Gender and Sexuality
Researching sexuality with young women: Southern Africa
This issue of Feminist Africa is a special edition which foregrounds the research created, with the young women, through the five different teams. Jill Bradbury and Peace Kiguwa, working with a team of young women, write about their own visual mapping of the University of the Witwatersrand as a way of re-seeing campus streets and surroundings in terms of sexual pleasure and sexual vulnerability. Sethunya Mosime, Poloko Ntshwarang, and Godisang Mookodi from the University of Botswana focused on the use of personal story-telling to generate dialogue about sexual conventions and the negotiation of gendered expectations for young women on campus, and off.

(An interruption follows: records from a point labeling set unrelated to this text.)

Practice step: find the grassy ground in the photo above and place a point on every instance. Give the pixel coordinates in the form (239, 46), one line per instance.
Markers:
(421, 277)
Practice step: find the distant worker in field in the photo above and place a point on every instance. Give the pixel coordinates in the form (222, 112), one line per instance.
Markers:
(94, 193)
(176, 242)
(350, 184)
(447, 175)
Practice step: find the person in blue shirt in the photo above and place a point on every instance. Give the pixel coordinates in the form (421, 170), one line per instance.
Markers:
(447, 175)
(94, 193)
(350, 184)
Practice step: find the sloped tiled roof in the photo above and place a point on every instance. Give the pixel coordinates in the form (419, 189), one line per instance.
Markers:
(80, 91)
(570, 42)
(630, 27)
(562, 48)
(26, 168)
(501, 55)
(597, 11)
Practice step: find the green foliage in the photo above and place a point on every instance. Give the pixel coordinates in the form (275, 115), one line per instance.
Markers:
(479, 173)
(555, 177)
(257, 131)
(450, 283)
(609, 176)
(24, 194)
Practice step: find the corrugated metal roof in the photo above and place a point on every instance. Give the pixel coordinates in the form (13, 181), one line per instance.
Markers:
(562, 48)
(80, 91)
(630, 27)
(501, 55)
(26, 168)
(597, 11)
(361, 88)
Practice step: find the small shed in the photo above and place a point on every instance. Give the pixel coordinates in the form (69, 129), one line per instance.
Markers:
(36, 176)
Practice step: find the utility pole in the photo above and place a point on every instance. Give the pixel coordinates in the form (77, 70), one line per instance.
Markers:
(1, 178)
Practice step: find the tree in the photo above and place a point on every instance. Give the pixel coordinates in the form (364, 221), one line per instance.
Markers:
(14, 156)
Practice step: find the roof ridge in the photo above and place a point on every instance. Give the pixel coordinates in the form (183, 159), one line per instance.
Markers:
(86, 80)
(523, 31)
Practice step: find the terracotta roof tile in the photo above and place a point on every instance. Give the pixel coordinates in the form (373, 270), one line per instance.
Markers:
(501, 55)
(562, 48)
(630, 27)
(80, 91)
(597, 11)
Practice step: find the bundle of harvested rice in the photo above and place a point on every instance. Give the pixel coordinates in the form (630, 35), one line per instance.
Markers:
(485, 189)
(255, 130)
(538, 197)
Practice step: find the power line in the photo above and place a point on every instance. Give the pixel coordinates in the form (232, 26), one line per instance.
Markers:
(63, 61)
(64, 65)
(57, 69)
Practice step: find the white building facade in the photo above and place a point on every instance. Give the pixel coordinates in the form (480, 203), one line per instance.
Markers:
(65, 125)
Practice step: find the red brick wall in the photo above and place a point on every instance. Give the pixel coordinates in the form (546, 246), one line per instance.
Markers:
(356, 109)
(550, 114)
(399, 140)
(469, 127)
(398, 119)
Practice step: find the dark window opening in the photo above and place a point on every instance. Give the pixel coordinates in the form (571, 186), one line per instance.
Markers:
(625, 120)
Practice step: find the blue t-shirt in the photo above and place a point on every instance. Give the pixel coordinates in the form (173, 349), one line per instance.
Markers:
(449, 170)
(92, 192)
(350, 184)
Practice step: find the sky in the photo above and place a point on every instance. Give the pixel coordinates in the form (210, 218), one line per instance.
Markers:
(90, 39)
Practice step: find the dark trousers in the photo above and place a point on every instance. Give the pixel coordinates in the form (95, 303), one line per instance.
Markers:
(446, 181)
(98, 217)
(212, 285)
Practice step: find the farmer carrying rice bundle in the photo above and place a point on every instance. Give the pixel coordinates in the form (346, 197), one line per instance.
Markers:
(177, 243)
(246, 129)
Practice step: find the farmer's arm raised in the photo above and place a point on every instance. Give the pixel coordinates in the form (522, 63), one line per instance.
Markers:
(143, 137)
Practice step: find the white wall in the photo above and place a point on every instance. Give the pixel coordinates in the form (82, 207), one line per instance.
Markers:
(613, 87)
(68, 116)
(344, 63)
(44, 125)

Pieces by Tanja Bosch and Susan Holland-Muter, of the University of Cape Town, Lucy Edwards-Jauch from the University of Namibia, and by Naomi Wekwete and Charity Manyureke of the University of Zimbabwe add texture and diversity to the articles’ analysis of the work with young women on questions of gender-based violence and policy, the politics of space and sexuality, the meaning of HIV-prevention campaigns, and the politics of gender and sexual pleasure. In five teams, very interesting, cross-generational action research projects were developed, and the material presented in Feminist Africa 17 is rich with potential for theory on what it means to take up SRHR work where young women’s lives are concerned.